TAFSIR AL-QURTUBHI
Dosen Pengampuh :
Disusun Oleh :
NIM :
19.26.09
Puji syukur kehadirat Allah SWT yang telah memberikan rahmat dan hidayah-Nya
sehingga saya dapat menyelesaikan tugas makalah yang berjudul kitab tafsir Al-Qurtubhi.
tepat pada waktunya.
Adapun tujuan dari penulisan dari makalah ini adalah untuk memenuhi tugas dari
Dosen kami Ustadzah Nurfadillah Syam. Selain itu, makalahini juga bertujuan untuk
menambah wawasan bagi para pembaca dan juga bagipenulis.

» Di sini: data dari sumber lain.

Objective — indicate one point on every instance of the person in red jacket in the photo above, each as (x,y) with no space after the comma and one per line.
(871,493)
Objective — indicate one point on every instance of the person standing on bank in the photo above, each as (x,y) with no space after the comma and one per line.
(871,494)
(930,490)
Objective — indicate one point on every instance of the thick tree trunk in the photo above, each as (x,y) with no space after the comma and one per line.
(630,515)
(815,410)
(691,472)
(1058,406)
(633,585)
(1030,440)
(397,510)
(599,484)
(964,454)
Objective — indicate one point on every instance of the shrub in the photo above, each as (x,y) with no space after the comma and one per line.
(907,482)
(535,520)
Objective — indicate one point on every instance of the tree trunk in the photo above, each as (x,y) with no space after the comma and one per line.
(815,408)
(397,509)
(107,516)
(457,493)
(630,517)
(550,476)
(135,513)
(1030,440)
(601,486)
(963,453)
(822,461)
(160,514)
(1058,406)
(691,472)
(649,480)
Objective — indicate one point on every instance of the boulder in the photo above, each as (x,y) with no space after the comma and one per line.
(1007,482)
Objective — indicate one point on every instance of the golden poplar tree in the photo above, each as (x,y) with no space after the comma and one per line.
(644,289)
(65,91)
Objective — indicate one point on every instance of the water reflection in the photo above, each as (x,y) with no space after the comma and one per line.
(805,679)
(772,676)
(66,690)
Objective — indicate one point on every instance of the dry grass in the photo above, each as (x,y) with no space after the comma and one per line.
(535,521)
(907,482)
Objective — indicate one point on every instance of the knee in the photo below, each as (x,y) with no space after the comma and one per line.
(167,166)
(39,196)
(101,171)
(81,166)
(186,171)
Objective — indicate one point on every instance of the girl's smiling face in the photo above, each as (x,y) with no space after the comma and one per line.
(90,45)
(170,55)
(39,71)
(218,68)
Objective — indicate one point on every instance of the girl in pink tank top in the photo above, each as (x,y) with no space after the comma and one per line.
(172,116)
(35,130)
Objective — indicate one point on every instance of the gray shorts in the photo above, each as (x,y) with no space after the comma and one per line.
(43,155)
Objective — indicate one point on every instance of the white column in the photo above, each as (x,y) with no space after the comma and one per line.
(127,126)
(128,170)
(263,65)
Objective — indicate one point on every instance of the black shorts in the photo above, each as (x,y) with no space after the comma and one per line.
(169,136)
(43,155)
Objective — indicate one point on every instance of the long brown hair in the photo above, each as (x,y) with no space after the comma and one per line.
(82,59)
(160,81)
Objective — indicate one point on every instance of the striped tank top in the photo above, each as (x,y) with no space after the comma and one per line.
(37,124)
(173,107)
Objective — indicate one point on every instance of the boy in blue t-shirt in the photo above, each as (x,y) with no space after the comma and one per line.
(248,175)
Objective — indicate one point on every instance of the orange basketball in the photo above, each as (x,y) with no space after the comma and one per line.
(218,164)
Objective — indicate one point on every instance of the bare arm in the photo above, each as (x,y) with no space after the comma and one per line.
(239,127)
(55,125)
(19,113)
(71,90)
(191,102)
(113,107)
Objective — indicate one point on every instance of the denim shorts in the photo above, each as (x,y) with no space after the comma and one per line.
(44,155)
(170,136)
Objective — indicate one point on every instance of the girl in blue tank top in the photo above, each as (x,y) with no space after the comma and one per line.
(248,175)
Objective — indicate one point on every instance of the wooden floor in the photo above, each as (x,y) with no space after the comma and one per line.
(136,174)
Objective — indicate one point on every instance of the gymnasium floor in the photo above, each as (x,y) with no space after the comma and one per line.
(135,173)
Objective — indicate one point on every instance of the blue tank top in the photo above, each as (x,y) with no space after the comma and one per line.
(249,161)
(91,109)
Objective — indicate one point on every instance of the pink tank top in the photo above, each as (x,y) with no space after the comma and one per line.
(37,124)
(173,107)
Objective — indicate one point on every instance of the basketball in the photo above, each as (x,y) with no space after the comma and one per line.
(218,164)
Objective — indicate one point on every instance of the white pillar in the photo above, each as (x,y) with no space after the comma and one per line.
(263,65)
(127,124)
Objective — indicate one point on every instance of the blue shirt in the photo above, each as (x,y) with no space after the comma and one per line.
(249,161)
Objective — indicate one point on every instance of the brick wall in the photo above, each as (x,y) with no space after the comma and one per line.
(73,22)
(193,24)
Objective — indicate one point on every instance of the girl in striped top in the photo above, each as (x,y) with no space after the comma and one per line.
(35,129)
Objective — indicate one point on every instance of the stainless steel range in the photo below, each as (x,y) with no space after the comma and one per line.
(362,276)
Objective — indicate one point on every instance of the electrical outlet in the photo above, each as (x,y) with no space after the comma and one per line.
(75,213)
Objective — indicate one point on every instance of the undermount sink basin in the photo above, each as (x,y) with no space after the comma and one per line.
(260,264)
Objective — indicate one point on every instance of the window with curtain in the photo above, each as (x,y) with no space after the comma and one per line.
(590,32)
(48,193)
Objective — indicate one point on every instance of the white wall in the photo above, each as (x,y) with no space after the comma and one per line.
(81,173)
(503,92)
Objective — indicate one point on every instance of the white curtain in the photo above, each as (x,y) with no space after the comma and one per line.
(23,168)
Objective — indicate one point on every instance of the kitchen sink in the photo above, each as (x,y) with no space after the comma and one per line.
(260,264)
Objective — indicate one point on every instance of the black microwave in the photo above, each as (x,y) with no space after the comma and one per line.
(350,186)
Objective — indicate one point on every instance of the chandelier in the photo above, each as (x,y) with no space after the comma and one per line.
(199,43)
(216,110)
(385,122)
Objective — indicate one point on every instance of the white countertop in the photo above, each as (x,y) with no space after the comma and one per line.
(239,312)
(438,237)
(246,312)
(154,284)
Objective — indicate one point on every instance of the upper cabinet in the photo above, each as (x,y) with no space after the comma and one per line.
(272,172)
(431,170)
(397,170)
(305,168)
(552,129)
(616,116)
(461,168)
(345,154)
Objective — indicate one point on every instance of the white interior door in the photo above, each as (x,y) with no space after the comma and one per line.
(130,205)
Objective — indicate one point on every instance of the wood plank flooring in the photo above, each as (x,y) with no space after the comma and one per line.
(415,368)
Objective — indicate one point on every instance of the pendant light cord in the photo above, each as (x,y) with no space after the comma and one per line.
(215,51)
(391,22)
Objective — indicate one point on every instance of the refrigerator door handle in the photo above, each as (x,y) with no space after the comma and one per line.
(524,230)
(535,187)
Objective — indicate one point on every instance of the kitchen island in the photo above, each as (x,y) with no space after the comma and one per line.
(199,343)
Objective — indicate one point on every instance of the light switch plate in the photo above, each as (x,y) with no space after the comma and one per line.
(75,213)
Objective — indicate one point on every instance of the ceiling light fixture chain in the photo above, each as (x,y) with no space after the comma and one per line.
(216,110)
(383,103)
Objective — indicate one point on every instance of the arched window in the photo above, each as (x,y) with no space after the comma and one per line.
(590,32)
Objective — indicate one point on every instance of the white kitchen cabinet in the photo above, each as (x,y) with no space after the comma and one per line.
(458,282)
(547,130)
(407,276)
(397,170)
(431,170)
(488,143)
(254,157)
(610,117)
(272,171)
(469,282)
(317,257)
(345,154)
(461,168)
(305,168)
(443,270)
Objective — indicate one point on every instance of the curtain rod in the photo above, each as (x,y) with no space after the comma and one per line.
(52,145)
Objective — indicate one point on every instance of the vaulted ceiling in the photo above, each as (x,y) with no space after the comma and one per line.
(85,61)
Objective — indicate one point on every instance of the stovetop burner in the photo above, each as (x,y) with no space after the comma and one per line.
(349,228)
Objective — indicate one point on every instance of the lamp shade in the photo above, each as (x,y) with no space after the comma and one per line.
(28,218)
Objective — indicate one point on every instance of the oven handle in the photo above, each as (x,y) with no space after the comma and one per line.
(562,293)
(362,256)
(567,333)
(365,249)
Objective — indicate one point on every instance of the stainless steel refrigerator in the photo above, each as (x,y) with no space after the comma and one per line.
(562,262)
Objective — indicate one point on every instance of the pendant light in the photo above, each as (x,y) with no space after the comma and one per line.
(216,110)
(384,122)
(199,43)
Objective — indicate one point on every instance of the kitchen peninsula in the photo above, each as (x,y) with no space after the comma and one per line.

Saya mengucapkan terimakasih kepada ibu Dosen yang telah memberikan tugas ini
sehingga dapat menambah pengetahuan dan wawasan sesuai dengan bidang studi yang saya
tekuni.
Saya juga mengucapkan terima kasih kepada semua pihak yang telah membagi
sebagian pengetahuannya sehingga saya dapat menyelesaikan makalah ini.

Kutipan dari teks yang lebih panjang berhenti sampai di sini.